Waseda Young Researchers Meeting on Geometry

Abstract: In a warped product with an open interval as its base, we can define a graph hypersurface and consider the mean curvature flow of these hypersurfaces. In this talk, we show that the mean curvature flow preserves the graph structure of hypersurfaces for all time and study its asymptotic behavior under certain conditions on the warping functions. Additionally, we will mention some ongoing studies.

Abstract: The notion of a dually flat structure was introduced by Amari-Nagaoka for studying statistical inference, informatics, machine learning and so on. Prior to Amari’s work, Efron gave pioneering insights into the extrinsic geometry of a one parameter curved exponential family in two-dimensional exponential family. In this talk, we will focus on the dually flat geometry of plane curves and give its characterization from the viewpoint of singularity theory. In particular, new ingredients are the e/m-envelopes or the e/m-caustics, which arise when we replace the distance-squared function in Euclidean geometry with the Bregman divergence in dually flat geometry. Nevertheless, our discussion still makes sense in higher-dimensional cases. Our approach also describes catastrophe phenomena in the root selection problem of maximum likelihood estimation.

Abstract: Koszul-Vinberg manifolds are a generalization of Hessian manifolds and induce left-symmetric algebroid structures on the cotangent bundles. There are many similarities between Koszul-Vinberg and Poisson geometry. Then, as Poisson structures are generalized Jacobi structures, can Koszul-Vinberg structures be generalized a natural structures? In this talk, by generalizing the notion of left-symmetric algebroid, we define a natural generalization of Koszul-Vinberg manifolds and show properties of the structures.

Abstract: As one of the deformation quantizations of K\"{a}hler manifolds, Karabegov proposed a deformation quantization with separation of variables and its construction method for K\"{a}hler manifolds. In particular, for locally symmetric K\"{a}hler manifolds, the construction methods were also proposed by Sako-Suzuki-Umetsu and Hara-Sako, inspired by Karavegov's construction. These methods state that there is the star product with separation of variables on locally symmetric K\"{a}hler manifolds satisfying some recurrence relations. By using this construction method, the explicit star products were obtained \(\mathbb{C}^{N}\), \(\mathbb{C}P^{N}\), \(\mathbb{C}H^{N}\), and arbitrary one- and two-dimensional ones. In general, however, it is not easy to determine the general terms of the recurrence relations given by Hara-Sako.
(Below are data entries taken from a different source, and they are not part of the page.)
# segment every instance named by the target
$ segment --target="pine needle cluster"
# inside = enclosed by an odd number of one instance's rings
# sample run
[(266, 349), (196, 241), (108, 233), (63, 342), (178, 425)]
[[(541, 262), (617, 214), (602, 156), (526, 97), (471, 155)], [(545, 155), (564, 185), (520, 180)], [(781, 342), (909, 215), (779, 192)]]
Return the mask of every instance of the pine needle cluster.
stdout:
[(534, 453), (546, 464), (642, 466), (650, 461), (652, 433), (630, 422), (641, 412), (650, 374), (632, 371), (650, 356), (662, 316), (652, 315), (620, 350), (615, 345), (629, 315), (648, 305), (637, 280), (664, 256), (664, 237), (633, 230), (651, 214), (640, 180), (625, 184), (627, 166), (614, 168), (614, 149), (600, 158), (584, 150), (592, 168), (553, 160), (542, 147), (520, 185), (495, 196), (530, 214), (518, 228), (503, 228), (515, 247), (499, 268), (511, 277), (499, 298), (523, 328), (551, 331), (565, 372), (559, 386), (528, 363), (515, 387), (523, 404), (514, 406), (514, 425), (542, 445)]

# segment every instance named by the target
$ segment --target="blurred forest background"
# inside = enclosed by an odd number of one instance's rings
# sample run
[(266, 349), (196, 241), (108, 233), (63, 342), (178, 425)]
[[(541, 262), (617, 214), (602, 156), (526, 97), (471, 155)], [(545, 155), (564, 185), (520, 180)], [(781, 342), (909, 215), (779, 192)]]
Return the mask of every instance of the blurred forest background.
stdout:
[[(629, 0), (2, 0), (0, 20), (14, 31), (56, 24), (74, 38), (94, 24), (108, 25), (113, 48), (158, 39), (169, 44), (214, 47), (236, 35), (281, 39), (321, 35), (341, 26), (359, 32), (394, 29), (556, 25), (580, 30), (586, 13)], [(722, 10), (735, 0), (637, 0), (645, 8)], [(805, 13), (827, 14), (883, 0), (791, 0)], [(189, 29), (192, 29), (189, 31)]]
In this talk, we focus on the complex Grassmannian \(G_{2,4}(\mathbb{C})\) and give the explicit formula for its star product from the explicit form of the general terms of the recurrence relations for \(G_{2,4}(\mathbb{C})\). If time permits, we also present an outlook on twistor theory as one of the future directions of this work. This talk is based on the joint work with Akifumi Sako (Tokyo University of Science). 

Abstract: The notion of pseudo-Riemannian symmetric $R$-spaces was introduced by H. Naitoh as a generalization of the notion of symmetric $R$-spaces in 1984. I will show that a maximal antipodal set of the pseudo-Riemannian symmetric $R$-space associated with a semisimple symmetric graded Lie algebra can be obtained as an orbit of a Weyl group.

Abstract: The tt* equations(topological-antitopological fusion equations) were introduced by S. Cecotti and C. Vafa(1991) for describing massive deformations of supersymmetric conformal field theories. In general, the tt*-equation is highly nonlinear and it has been solved in very special cases: the sinh-Gordon equation and the tt*-Toda equation. In mathematics, B. Dubrovin(1993) formulated certain cases of tt*-equation as an isomonodromic deformation of a meromorphic linear differential equation with two poles. Much later, M. Guest, A. Its and C.-S. Lin solved the “Toda type” of tt*-equation from the view point of isomonodromy theory(2015, 2020) and p.d.e. theory(2015). In physics, Cecotti and Vafa(1993) used Dubrovin’s formulation and classified “solvable” tt*-equations by upper unitriangular matrices. In this talk, we explain Dubrovin’s formulation and its isomonodromy aspects. Furthermore, we give a mathematical formulation of classification introduced by Cecotti, Vafa and we construct tt*-equations from the Cartan matrices of ADE. In the language of the TERP structure, C. Hertling, C. Sevenheck(2007) and C. Sabbah(2011) constructed such tt*-equations by using results on the ADE-singularities. We give an alternative proof by using the Vanishing Lemma.

Abstract: We study the closure of a complex subtorus in the complement of toric divisors. If the closure is a complex submanifold in the symplectic toric manifold, then the submanifold inherits the equivariant Hamiltonian subtorus action that comes from the symplectic toric manifold. In this talk, we discuss the moment polytope of the submanifold under the Hamiltonian subtorus action.